Vamos a prestar atención ―ahora que hemos oído hablar de verdad en el Nuevo Testamento― a esta tercera imagen, el crucificado rey de la verdad, al que oramos. El niño, el bufón, el crucificado: una singular selección de personas, de salvadores de la humanidad, de revolucionarios. Pues bien, ahora sabemos algo más, en quien pensar, cuando estemos oyendo la frase: La verdad os hará libres.
La verdad en la vida humana es algo desconocido, inusual, excepcional. Si en alguna parte se dice la verdad, es como si algo totalmente inesperado arremete ―repentina y violentamente― en nuestra vida.
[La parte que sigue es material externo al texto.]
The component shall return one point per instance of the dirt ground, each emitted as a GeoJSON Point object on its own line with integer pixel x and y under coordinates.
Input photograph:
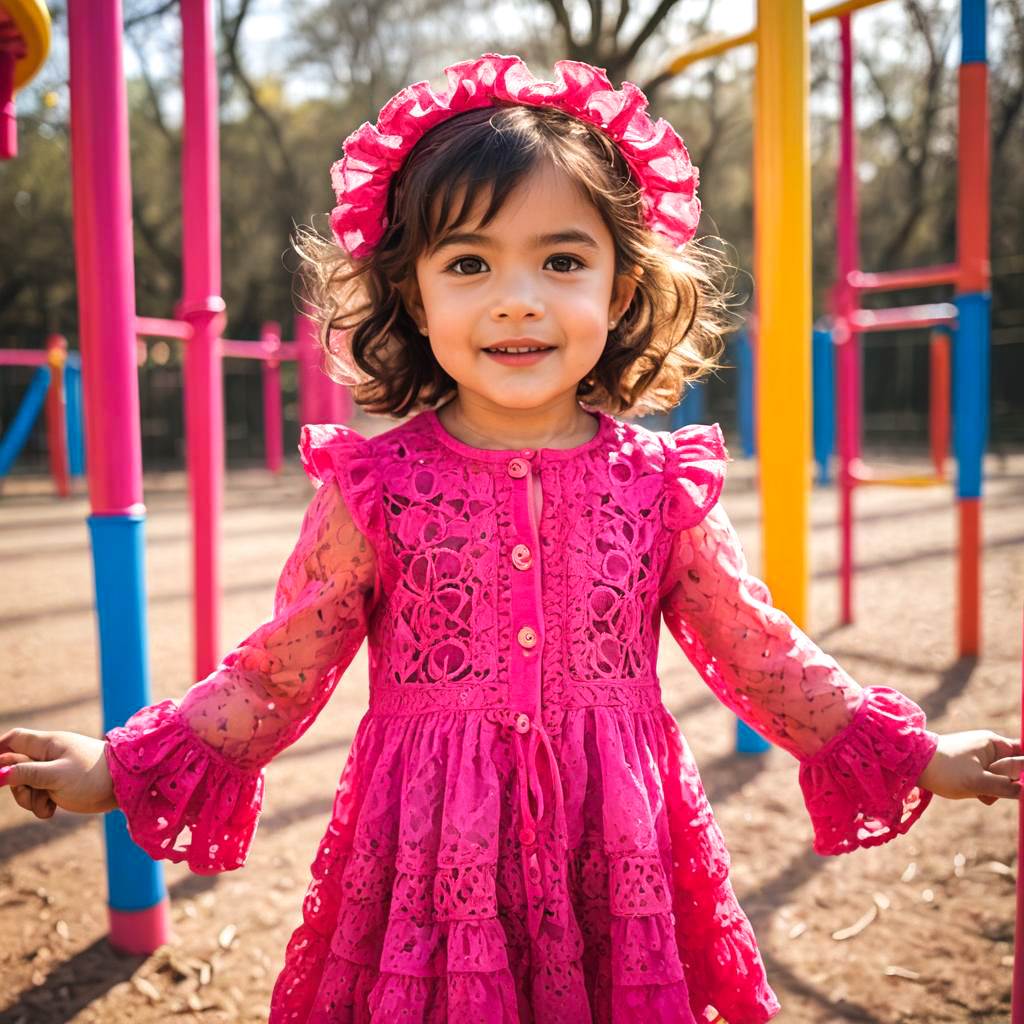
{"type": "Point", "coordinates": [940, 900]}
No es nada raro que se nos anuncie con toques de trompeta que ahora se nos dará a escuchar la verdad absoluta. Pero la verdad en el programa aún está lejos de ser auténtica verdad. Auténtica verdad se diferencia de las verdades estereotipadas, en que ésta desea algo bien determinado, que suceda algo, esto es, desatar al ser humano, liberarlo. Que a la persona de pronto se le abran los ojos, y pueda darse cuenta de que hasta ahora ha vivido en la mentira, en la ausencia de libertad, en el miedo, y pueda recibir la libertad. Y la Biblia es muy clara al respecto, al decir que el hombre está totalmente en la esclavitud y en la mentira, y que sólo la verdad ―que proviene de Dios― lo hará libre.
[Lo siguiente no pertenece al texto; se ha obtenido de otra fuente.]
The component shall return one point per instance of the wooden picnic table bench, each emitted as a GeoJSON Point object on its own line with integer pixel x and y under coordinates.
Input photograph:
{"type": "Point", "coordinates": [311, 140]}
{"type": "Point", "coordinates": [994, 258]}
En la actualidad no es difícil hablar de la libertad [...] pero es muy difícil hablar de la libertad así como lo hace la Biblia. La verdad os hará libres, es en todos los tiempos sumamente inoportuno. Nuestra acción, nuestra fuerza, nuestro coraje, nuestra raza, nuestra moralidad, en resumen nosotros, nosotros nos haremos libres. Eso es comprensible, eso es popular. ¿Pero qué relación tiene ―en este contexto― esta sencilla palabra «libertad»? La palabra «libertad» se ha vuelto impopular. Sentimos que esta palabra tiene algo en contra de nosotros, sentimos que tiene un aguijón. Hoy en día, no hay nada más impopular que ―allí donde se pronuncian las palabras más grandilocuentes en asuntos religiosos, políticos o ideológicos― hacer la siguiente pregunta y con total objetividad: ¿Sí, pero es verdad todo ello? Justamente eso no se quiere oír. Eso suena muy crítico, muy destructivo, muy incomprensivo, lleno de frialdad, muy violento. Todos nosotros vivimos con un incesante e insuperable miedo a la verdad. También allí donde pensamos que no. Sí, allí donde incluso pensamos que nosotros ―nosotros mismos― somos los llamados a traer la verdad al mundo. Nosotros aún tememos que venga alguien con una mirada más profunda de la que nosotros tenemos, y que con su mirada nos cuestione de tal manera, que bajo ésta se derrumben todas nuestras palabras. Por puro temor hablamos aún más fuerte, así como si supiéramos la verdad.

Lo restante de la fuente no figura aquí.